Posted by: Don Linnen | 28 November 2007

Who’s Your Buddy?

Coordinating volunteers.
Coaching kids soccer…or any other sport for kids under 8.
Getting your church committee to do SOMETHING besides talk.
Starting a new business, a new project from scratch.
Riding bicycles in a pack.
Shopping at the mall after Thanksgiving.
Finding other organizations to work with yours.

Yes. They all have the common denominator of cat herding.

Can’t we all just get along?

No. Well sometimes yes.

So what do you do if you’re one of the 837,027 U.S. nonprofits trying to do more than just exist from month to month? (Nearly 40% of you ran deficits in 2003.)

How ’bout finding a buddy??

Remember. It’s not all about you. At least it’s not supposed to be. Aren’t you doing this for a cause? Who else is trying to do the same thing? Can you help them? Can they help you? Each of you probably has unique strengths. If you’re duplicating each other, someone needs to go…or change. Remember, you’re trying to do good, not just look good.

Life is full of chaos, but often in the middle of that confusion is someone going the same way you are. There’s your potential buddy. Watch a bike race sometime. The Tour de France is the big one, but there are lots of others.

The riders ride in a pack for miles. They’re mostly competitors, but they’re actually helping each other along the way. It’s amazingly more efficient to ride in a pack. They are cooperating at the same time they compete against each other. It’s chaos at its most elegant.

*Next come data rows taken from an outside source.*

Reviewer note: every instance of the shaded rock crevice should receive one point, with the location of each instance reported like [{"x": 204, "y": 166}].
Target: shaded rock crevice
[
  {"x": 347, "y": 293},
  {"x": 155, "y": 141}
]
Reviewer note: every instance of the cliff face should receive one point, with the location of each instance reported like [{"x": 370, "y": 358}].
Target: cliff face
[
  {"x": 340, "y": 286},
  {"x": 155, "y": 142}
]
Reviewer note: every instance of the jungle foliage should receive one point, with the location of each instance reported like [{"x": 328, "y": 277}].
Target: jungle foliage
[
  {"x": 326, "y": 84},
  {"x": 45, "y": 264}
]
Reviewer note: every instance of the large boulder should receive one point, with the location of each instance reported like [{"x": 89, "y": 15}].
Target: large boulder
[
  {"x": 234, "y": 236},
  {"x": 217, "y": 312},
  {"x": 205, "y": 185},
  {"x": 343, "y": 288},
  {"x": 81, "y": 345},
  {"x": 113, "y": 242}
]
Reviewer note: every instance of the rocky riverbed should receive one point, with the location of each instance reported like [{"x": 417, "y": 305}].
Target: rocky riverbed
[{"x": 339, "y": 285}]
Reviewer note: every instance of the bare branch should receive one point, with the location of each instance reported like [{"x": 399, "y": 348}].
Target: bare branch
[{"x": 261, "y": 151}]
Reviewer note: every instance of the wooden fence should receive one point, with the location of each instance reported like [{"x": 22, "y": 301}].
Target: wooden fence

The chaos turns into pure teamwork when the teams pull out of the pack and form pacelines and work together to go further and faster with less effort. (I’m trying valiantly not to repeat an earlier blog…but this is such an important concept.)

Nonprofits are in a competitive business. David LaPiana wrote an excellent book about this. It’s called “Play to Win, The Nonprofit Guide to Competitive Strategy.”

You’ve got to be a successful competitor or you’ll fail. But you’ve also got to be a buddy to get along in this herd of cats.